I didn't care because I'd hopped on board as a salesman for a roofing company called CMR Construction. Not even the franchise owner knew what the CMR stood for, by the way. "Make something up if a customer asks," he said. That should tell you what you need to know about that industry. This job was in Midland, TX and it took me all of 22 days to realize how much that place sucked. My roommates--roof salesman as well--and I bailed on west Texas for the monumentally better Denver, CO because we'd heard a massive hailstorm had created a lot of work in the area for ICs like ourselves. Without a specific promise of a job, but knowing the industry was such that anyone with experience could get hired by any company, once we'd made up our minds we couldn't even wait until morning to bail on the tumbleweeds and pump jacks for mountain views and architecture.
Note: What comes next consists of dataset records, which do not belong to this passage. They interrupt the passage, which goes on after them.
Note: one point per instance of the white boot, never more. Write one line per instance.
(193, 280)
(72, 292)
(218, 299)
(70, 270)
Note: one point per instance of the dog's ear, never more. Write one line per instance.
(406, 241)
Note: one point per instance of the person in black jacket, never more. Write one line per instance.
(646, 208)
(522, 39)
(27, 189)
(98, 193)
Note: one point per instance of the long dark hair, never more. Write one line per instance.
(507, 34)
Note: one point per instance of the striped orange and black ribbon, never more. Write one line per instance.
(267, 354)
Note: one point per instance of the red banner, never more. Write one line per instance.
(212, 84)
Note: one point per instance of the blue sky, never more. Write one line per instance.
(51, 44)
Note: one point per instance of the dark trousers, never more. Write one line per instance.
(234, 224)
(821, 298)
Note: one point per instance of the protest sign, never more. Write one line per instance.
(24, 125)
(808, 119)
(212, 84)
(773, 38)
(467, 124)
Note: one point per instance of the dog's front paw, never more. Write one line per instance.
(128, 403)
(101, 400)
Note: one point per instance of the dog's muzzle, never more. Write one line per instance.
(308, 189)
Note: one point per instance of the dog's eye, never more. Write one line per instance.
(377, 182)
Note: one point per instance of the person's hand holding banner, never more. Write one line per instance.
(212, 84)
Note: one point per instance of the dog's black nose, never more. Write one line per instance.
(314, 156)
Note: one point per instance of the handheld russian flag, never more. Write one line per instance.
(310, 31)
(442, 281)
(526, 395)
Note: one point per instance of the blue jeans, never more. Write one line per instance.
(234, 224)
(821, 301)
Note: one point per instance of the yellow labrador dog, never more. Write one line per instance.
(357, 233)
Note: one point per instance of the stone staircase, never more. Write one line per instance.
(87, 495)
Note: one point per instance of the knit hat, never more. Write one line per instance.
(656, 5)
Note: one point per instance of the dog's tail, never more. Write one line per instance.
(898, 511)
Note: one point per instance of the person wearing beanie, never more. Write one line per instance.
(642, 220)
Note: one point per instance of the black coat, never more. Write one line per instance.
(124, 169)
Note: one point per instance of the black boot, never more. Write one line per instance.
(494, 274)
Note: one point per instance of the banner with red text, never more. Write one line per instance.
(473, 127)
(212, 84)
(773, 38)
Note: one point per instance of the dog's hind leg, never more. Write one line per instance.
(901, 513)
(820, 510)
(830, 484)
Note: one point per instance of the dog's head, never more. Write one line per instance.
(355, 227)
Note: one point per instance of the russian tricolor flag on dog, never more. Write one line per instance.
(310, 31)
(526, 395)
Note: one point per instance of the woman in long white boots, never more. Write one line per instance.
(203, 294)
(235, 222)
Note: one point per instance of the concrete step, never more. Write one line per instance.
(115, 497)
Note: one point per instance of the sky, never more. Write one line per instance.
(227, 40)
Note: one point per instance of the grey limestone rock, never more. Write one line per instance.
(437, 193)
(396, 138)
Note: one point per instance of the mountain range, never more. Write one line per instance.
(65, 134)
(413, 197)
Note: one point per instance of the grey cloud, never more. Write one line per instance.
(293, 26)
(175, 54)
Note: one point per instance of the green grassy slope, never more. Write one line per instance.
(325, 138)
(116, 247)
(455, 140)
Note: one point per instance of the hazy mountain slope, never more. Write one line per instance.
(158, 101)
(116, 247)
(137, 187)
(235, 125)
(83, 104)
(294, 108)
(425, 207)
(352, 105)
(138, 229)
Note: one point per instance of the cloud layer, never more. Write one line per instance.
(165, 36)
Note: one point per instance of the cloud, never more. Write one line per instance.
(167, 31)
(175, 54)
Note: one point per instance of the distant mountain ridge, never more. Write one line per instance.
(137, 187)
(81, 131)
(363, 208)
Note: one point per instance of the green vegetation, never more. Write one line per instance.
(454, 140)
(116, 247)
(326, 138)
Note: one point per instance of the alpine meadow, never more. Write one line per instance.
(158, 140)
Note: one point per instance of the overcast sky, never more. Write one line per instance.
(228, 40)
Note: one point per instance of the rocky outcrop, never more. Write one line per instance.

While living in Denver I flew home for my birthday and wound up having surgery to remove my gall bladder, which had become infected and threatened to burst. I missed my return flight because of the surgery and ensuing recovery, and shortly after I left the hospital I was fortunate enough to become infected with H1N1 flu, which, as everyone remembers, is a particularly shitty kind of flu to get. Anyway, this happened in October and I didn't make it back to the Denver area until late February. Then, on April 1st, a hailstorm hit Chicago. I lived there, working the storm for yet another roofing company, from April 3rd through August of 2010 before leaving that company and the roofing industry behind yet again.
At that point I lived with my parents in Wisconsin again for a few months before securing my present job here in California through my brother and moving out here in February of last year. Thus far I love it in SoCal, but I'm not yet at the point of seeing myself in any one place forever. For all of the stress it caused me growing up, and the embarrassment of the many, "Oh, I'm sorry, I forgot to tell you we moved... again," conversations with friends, I've come to appreciate my unusual circumstance for its novelty and as a source of additional perspective. I somewhat like being able to say, at 26, that I've lived in approximately 40 dwellings in more than ten cities and six states. Beyond that, I like knowing that I'll certainly be adding to those numbers in my lifetime.
I feel incredibly lucky to have had that duplex apartment on Eighth Street in North Hudson, Wisconsin as a consistent place to bring my friends and to get together with family. I hope I never forget playing in the now-developed forest that once stood behind that apartment or the once-open adjacent lot that is now a road and row of houses. I use these images and memories to ground me and to know that, no matter where I am, where I live or where I'm going next, I already have a home.
~Jeff N.
*The job that caused me to start smoking weed everyday because they always yelled at me for smelling like booze from my previous night's drinking. How else was I going to get myself through working for such a soulless fucking entity? Certainly not without being fucked up on something.